In our column this week, Keith O’Donovan of O’Donovan Lavin Accountants & Business Advisors discusses The Liquidation process, Safeguards for Company Directors in an Insolvency situation and the process of restoring a Company after liquidation or strike-off:

Following on from the first part of this discussion, I would like to bring to the reader’s attention, the Liquidation process of terminating a business in Ireland.


A Company can be liquidated by; (i) the Members, (ii) the Creditors or (iii) the Order of the Court. All three methods ultimately result in the same conclusion, the dissolution of the Company. The individual circumstances of the Company will influence which method of liquidation is put into operation.

In essence, once the Liquidator has been appointed to the Company, he/she must collect and realise all of the assets of the Company, apply the proceeds in satisfaction of his own costs and expenses, procure the payment of creditors in full and the payment of the balance, if any, to the members. The Liquidator has also got a responsibility to produce a Section 56 Report (findings into the demise of the Company) to the Director of Corporate Enforcement on the six month anniversary of the Company being placed into liquidation. If it transpires in the investigation process that the Directors are guilty of conduct such as fraudulent or reckless trading, failure to keep proper books & records, etc. , the Directors may be made personally liable for the debts of the Company.

Directors often encounter various predicaments when faced with the potential uncertainty of insolvency. I have put together a few points which will assist any Director in the conduct of their duties at all times should the situation arise:

  1. Ensure to act honestly, responsibly and exercise your powers in good faith and in the best interests of the Company.
  2. As an officer of the Company, always carry out your functions as Director with due care, skill and diligence.
  3. Always maintain proper books and records on a continuous and consistent basis as otherwise, this may work against you when investigations into the demise of the Company are being carried out.
  4. Ensure annual accounts are prepared from the information contained in the Company’s books of account and other relevant information.
  5. Always maintain and file relevant returns with the Companies Registration Office (CRO) and the Revenue Commissioners.
  6. Ensure Annual and Extraordinary General Meetings are convened when necessary and keep appropriate minutes of same.
  7. Never make a secret profit from your position unless it is disclosed to the Company.
  8. There is a fiduciary relationship between a Company and its Directors. Therefore, you are required by law to disclose your own personal interests in any contracts entered into by the Company and such a disclosure should always be recorded in the minutes of any meetings concerned.
  9. Ensure that you do not carry out any reckless or fraudulent trading as to do so, you may be held personally liable for some or all debts of the Company and/or receive a criminal record.
  10. Under Company law, a Company is forbidden from entering into certain transactions with any of its Directors or individuals connected to its Directors.
  11. Always co-operate with the Liquidator, Receiver or Examiner, as appointed.

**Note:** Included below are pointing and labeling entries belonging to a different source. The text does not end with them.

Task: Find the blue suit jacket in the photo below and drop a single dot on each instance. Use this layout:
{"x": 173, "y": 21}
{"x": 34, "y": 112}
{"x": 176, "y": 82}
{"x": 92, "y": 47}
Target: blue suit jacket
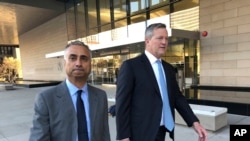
{"x": 139, "y": 103}
{"x": 55, "y": 116}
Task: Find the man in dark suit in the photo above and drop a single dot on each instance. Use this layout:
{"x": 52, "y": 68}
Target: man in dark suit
{"x": 56, "y": 111}
{"x": 139, "y": 97}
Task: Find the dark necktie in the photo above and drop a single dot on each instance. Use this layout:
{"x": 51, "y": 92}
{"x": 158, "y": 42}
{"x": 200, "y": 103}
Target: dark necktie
{"x": 167, "y": 115}
{"x": 81, "y": 118}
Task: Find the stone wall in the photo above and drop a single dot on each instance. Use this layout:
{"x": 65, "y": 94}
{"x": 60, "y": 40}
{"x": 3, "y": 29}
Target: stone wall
{"x": 225, "y": 51}
{"x": 47, "y": 38}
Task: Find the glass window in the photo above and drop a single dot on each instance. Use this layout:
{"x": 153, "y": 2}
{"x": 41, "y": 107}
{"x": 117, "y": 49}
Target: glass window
{"x": 70, "y": 15}
{"x": 121, "y": 23}
{"x": 80, "y": 20}
{"x": 105, "y": 15}
{"x": 92, "y": 13}
{"x": 158, "y": 2}
{"x": 138, "y": 18}
{"x": 119, "y": 9}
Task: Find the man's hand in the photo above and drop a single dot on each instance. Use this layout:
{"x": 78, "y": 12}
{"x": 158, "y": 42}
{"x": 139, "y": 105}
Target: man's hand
{"x": 127, "y": 139}
{"x": 202, "y": 133}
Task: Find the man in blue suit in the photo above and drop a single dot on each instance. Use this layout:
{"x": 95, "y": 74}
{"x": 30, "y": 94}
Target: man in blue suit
{"x": 55, "y": 117}
{"x": 139, "y": 96}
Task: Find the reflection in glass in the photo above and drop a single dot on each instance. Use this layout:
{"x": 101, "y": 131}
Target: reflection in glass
{"x": 119, "y": 9}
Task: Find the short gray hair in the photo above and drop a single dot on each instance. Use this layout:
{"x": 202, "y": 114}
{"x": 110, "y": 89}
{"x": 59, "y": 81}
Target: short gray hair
{"x": 152, "y": 27}
{"x": 78, "y": 43}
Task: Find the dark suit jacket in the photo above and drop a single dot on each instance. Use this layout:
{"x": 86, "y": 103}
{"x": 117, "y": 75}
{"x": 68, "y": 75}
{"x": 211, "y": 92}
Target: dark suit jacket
{"x": 139, "y": 103}
{"x": 55, "y": 116}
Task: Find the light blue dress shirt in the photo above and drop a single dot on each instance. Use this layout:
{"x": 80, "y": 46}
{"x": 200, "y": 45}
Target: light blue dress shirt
{"x": 73, "y": 93}
{"x": 152, "y": 59}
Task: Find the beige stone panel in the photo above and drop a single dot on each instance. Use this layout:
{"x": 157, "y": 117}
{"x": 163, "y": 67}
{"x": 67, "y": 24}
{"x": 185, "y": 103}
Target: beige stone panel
{"x": 218, "y": 16}
{"x": 216, "y": 72}
{"x": 217, "y": 24}
{"x": 224, "y": 31}
{"x": 211, "y": 10}
{"x": 243, "y": 81}
{"x": 245, "y": 10}
{"x": 206, "y": 41}
{"x": 217, "y": 40}
{"x": 230, "y": 39}
{"x": 243, "y": 64}
{"x": 213, "y": 2}
{"x": 243, "y": 46}
{"x": 230, "y": 55}
{"x": 224, "y": 80}
{"x": 213, "y": 72}
{"x": 223, "y": 64}
{"x": 244, "y": 37}
{"x": 227, "y": 96}
{"x": 205, "y": 3}
{"x": 205, "y": 19}
{"x": 212, "y": 57}
{"x": 205, "y": 72}
{"x": 236, "y": 4}
{"x": 224, "y": 48}
{"x": 205, "y": 80}
{"x": 35, "y": 44}
{"x": 206, "y": 49}
{"x": 230, "y": 72}
{"x": 242, "y": 55}
{"x": 241, "y": 20}
{"x": 243, "y": 72}
{"x": 205, "y": 65}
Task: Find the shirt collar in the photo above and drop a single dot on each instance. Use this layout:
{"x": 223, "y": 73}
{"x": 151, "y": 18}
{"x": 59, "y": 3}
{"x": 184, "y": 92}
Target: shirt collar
{"x": 73, "y": 89}
{"x": 152, "y": 59}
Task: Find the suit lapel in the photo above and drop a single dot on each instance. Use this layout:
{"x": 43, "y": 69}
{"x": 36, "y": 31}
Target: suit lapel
{"x": 167, "y": 75}
{"x": 93, "y": 102}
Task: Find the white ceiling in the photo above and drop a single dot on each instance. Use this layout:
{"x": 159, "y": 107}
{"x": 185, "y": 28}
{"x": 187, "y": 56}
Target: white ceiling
{"x": 20, "y": 16}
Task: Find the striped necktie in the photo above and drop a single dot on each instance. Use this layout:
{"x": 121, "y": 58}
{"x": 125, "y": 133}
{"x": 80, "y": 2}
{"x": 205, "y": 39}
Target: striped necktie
{"x": 81, "y": 118}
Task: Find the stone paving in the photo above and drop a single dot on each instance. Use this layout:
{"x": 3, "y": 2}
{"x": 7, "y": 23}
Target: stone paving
{"x": 16, "y": 111}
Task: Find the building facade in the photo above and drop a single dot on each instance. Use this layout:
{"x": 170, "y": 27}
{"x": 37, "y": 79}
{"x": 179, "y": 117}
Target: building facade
{"x": 220, "y": 58}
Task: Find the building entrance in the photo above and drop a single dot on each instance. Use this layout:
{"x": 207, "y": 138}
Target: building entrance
{"x": 182, "y": 53}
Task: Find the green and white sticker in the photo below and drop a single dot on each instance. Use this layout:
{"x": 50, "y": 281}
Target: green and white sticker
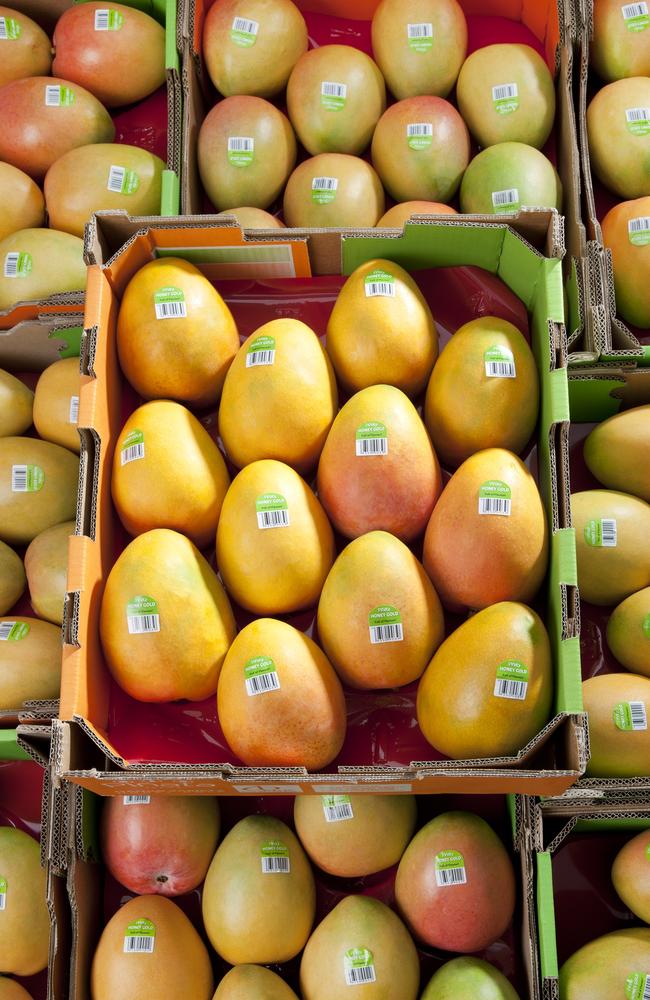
{"x": 274, "y": 856}
{"x": 13, "y": 631}
{"x": 260, "y": 676}
{"x": 371, "y": 438}
{"x": 272, "y": 511}
{"x": 385, "y": 625}
{"x": 140, "y": 937}
{"x": 359, "y": 967}
{"x": 261, "y": 351}
{"x": 142, "y": 615}
{"x": 333, "y": 95}
{"x": 630, "y": 716}
{"x": 511, "y": 680}
{"x": 495, "y": 497}
{"x": 601, "y": 532}
{"x": 337, "y": 808}
{"x": 450, "y": 869}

In addition to the above points, it has become common practice nowadays that Personal or Credit Guarantees are sought of Directors from Banks, Landlords, Leasing Companies and Essential Suppliers when entering into various contracts on behalf of the Company. There are a number of points which can be seen below which I would like to bring to the reader’s attention in relation to this matter as failure to recognise or understand certain terminology within these arrangements, may have future implications for you personally as Company Director or indeed, the Company itself.

Personal Guarantees are not required for customers who are individuals as the debt is in their personal name. Should you supply goods to a Limited Company and wish to safeguard your goods in the event of non-payment by that Company, you may request a Personal Guarantee from the Directors. This is particularly useful if the Company has sold the goods on to a third party without paying you for the goods.

Through the difficult times of the past number of years and as people become more frugal going forward, all Directors need to fully understand the consequences of actions taken by them when dealing with a Company’s debt and their personal exposure to same.

Prior to the Credit Crunch when Companies were convinced that “getting bigger faster” was the right thing to do, bank finance was obtained rather than progressing at a rate that was financeable from the Company’s own resources. With such finance it was common practice for banks to require Company Directors to give Personal Guarantees in respect of the Company’s loans.

Where a Director’s guarantee is given, they become personally responsible to repay the loan. As such, the bank with whom the guarantee was executed, will be entitled to go after the Director at the same time as taking action against the Company.

In general, one should consider the potential future implications of providing a Personal Guarantee, as to do so, may have implications for a Directors own personal wealth and their family’s future.


After strike-off has been initiated and before the Company is actually struck off and dissolved, the public records of the Companies Registration Office (CRO) will show the status of the Company as “Strike-Off Listed”. During this period, a Creditor of the Company can notify the CRO of the Company’s outstanding debt and request that the Company be removed from the Strike-off list for a period of six months in order to provide the Creditor with the opportunity to recover the debt. At the end of the six month period, a Creditor can renew its request if monies remain outstanding. This request will be facilitated by the CRO if the Creditor in question can demonstrate to them that it is making reasonable efforts to settle the debt.

Following Strike-off, a Company has a twelve month window to apply to the CRO for its restoration to the Register after which it can only be restored by application to the Court. Following the Liquidation process, a Court order is necessary to restore the Company and must be applied for within two years of the anniversary of the dissolution of the Company.